Link Farms

classic Classic list List threaded Threaded
5 messages Options
Reply | Threaded
Open this post in threaded view
|

Link Farms

Rod Taylor-2
We've managed to dig ourselves into a couple of link farms with tens of
thousands of sub-domains.

I didn't notice until they blocked our DNS requests and the Nutch error
rates shot way up.

Are there any methods for detecting these things (more than 100
sub-domains) or a master list somewhere that we can filter?

--
Rod Taylor <[hidden email]>

Reply | Threaded
Open this post in threaded view
|

Re: Link Farms

kkrugler
>We've managed to dig ourselves into a couple of link farms with tens of
>thousands of sub-domains.
>
>I didn't notice until they blocked our DNS requests and the Nutch error
>rates shot way up.
>
>Are there any methods for detecting these things (more than 100
>sub-domains) or a master list somewhere that we can filter?

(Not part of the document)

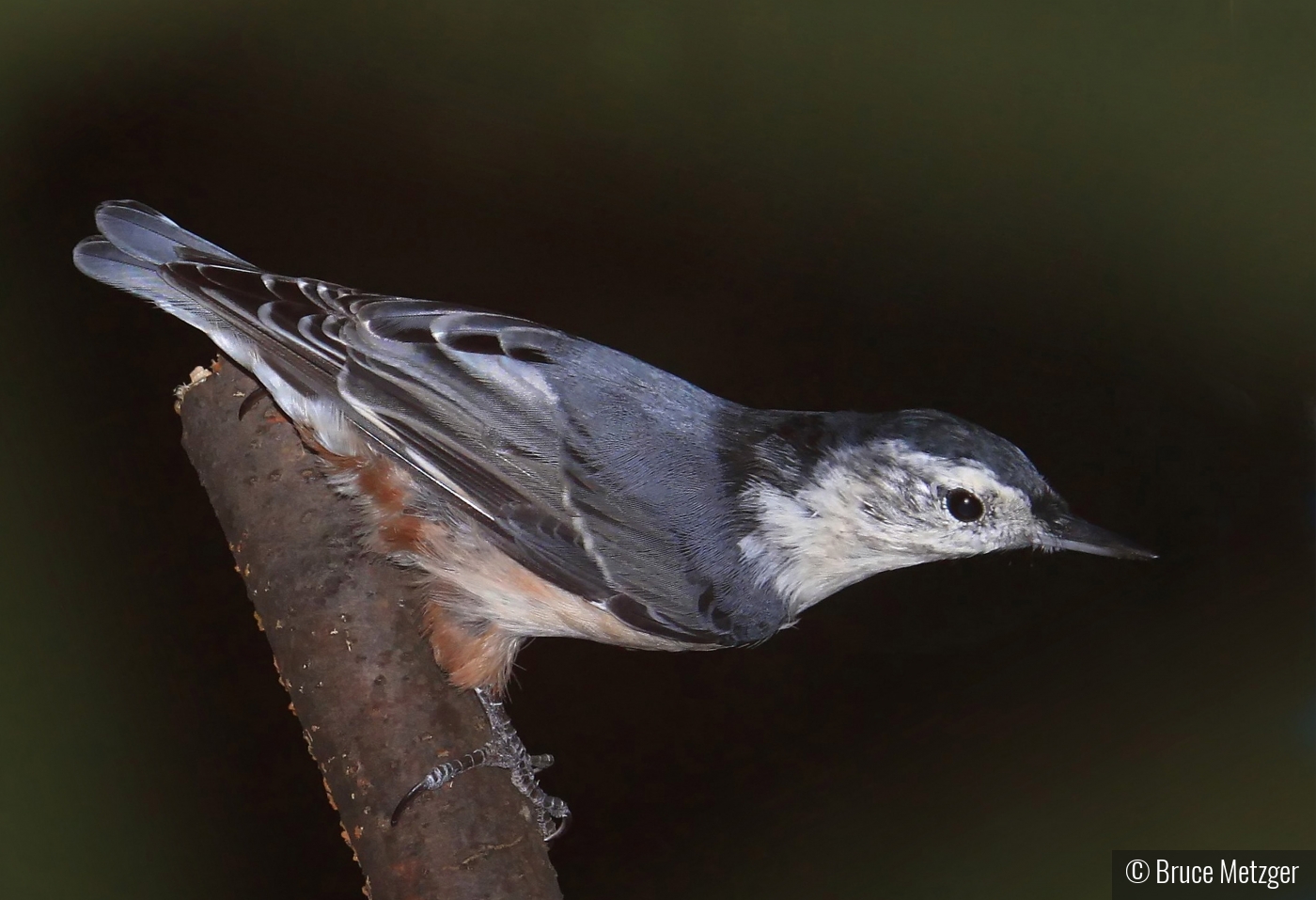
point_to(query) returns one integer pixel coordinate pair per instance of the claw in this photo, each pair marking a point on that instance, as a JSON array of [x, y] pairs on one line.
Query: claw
[[427, 783], [504, 750]]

I've read a paper on detecting link farms, but from what I remember,
it wasn't a slam-dunk to implement.

So far we've relied on manually detecting these, and then pruning the
results from the crawldb and adding them to the regex-urlfilter file.

-- Ken
--
Ken Krugler
Krugle, Inc.
+1 530-210-6378
"Find Code, Find Answers"
Reply | Threaded
Open this post in threaded view
|

Re: Link Farms

waterwheel
I don't think it is a slam dunk either, even Google doesn't do a super
job of detecting these.  I think a lot of it's still done manually.

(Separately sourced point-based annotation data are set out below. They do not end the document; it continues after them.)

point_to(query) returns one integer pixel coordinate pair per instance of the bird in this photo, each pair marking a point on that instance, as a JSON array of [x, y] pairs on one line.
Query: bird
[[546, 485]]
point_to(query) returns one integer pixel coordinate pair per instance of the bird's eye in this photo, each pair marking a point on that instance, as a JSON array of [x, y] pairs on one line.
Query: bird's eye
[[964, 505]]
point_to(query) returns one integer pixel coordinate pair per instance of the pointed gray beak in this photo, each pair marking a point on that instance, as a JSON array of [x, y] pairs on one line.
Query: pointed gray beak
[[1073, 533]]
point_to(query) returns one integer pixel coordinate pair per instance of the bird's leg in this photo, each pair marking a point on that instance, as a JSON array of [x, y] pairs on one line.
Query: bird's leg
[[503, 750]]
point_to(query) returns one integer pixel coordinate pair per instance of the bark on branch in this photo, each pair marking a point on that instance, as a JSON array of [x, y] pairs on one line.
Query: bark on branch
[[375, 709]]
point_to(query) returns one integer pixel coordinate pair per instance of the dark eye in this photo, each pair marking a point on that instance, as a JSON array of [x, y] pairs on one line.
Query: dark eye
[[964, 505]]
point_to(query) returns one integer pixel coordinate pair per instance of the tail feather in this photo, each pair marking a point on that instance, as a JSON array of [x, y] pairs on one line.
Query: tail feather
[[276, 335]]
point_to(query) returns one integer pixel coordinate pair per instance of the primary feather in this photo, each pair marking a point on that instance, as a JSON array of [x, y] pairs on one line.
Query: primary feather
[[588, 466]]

I think you'd have to look at detecting closed networks or mostly closed
networks (since the link farm would be relatively clustered from a link
perspective).  As noted, not too easy to implement - and why people
working in SEO still use this technique to game the SE's.

Besides, it gets crazy fast trying to pin this stuff down.  I spoke to
someone who was complaining about managing 400+ webhosting accounts.  
Tough to nail folks going to that level.




Ken Krugler wrote:

>> We've managed to dig ourselves into a couple of link farms with tens of
>> thousands of sub-domains.
>>
>> I didn't notice until they blocked our DNS requests and the Nutch error
>> rates shot way up.
>>
>> Are there any methods for detecting these things (more than 100
>> sub-domains) or a master list somewhere that we can filter?
>
>
> I've read a paper on detecting link farms, but from what I remember,
> it wasn't a slam-dunk to implement.
>
> So far we've relied on manually detecting these, and then pruning the
> results from the crawldb and adding them to the regex-urlfilter file.
>
> -- Ken

Reply | Threaded
Open this post in threaded view
|

Re: Link Farms

Stefan Groschupf-2
In reply to this post by kkrugler
Hi,

is the content of the pages 'mostly' identically?
Since we can now provide custom hash implementations to the crawlDB,  
what people think about local sensitive hashing?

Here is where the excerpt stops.